Forbes is against gay marriage, opposes births out of wedlock and is relaxed about anti-abortion activists praying outside clinic.

She is a centre-right, socially conservative politician wanting to lead a centre-left and socially liberal party.

She would find herself in a daily battle with the SNP group at Holyrood, unable to get any momentum.

If Forbes had replaced Sturgeon, she would not have lasted as long as Yousaf.

Gray and McAllan would likely suffer the same fate as Yousaf by trying to hold the jackets in a warring party and pleasing nobody.

The SNP hate the Tories but they are beginning to resemble the modern day Conservative Party.

Regardless of whether it is Theresa May, Boris Johnson or Rishi Sunak, nobody is capable of leading an organisation that does not want to be led.

Both parties are looking inwards, not outwards, and have lost the capacity for self-discipline.

The divisions inside the SNP also reflect wider problems in the independence movement.

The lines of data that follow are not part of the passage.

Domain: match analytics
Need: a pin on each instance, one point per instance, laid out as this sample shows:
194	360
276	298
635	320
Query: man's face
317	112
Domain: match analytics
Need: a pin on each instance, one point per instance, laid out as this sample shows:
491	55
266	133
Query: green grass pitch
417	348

In 2014, the various elements of the Yes campaign put aside their differences for the purpose of trying to win the campaign.

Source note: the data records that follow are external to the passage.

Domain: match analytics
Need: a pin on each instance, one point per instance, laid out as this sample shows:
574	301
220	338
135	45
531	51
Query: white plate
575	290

But nine and a half years later Scottish independence seems as likely as someone finally taking a picture in focus of the Loch Ness monster.

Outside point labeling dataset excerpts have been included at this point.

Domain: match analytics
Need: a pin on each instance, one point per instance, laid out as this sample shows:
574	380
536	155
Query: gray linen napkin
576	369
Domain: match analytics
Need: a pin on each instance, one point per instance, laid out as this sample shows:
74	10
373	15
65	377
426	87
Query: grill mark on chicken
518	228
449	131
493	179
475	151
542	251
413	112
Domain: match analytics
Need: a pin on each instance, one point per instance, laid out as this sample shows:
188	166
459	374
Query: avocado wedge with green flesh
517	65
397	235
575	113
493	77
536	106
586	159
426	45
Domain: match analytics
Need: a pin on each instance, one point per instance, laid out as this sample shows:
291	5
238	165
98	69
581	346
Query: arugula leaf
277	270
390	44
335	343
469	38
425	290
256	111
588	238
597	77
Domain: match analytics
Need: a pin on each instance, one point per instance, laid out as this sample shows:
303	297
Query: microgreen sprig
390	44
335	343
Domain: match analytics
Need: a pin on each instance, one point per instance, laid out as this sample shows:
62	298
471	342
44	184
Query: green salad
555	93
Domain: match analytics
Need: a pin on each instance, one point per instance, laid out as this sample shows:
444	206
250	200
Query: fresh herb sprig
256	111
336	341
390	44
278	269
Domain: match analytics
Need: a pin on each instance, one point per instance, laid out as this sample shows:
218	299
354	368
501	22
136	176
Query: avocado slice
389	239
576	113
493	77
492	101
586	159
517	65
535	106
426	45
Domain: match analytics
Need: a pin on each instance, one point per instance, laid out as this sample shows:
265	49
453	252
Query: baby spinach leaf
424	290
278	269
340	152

The fight for independence was all that held this movement together, yet there is no longer any obvious route to the final destination.

There is no coherent strategy to achieve independence. There is no real obvious appetite for independence across the majority of Scots.

Without any of those things, the wider movement finds itself without the glue that binds it together and is collapsing.

Bitter turf wars have replaced the fragile unity that was once in place.

The SNP leader has kicked out the Greens from government because he thinks they are too extreme.

The Greens cannot stand Yousaf and they refuse to share a platform with Salmond.

Alba regularly taunt the Greens and try to undermine the SNP as part of the vendetta between Salmond and Sturgeon.

The independence movement used to be relatively united but is now more divided and aimless than at any point in history.

Yousaf may survive a confidence vote next week or he may be forced out after a humiliating defeat.

He could be replaced by Forbes, McAllan, Gray or even Jenny Gilruth.

But the fundamental issues facing the SNP and the Yes movement are far greater than any one person.

The SNP faces a long period in opposition and the party needs to use a likely defeat as an opportunity to renew.

The party of Salmond and Sturgeon came from the fringes to becoming the dominant party of Scotland.

Independence is dead in the short to medium term, but with a generational shift and unity of purpose it can come back.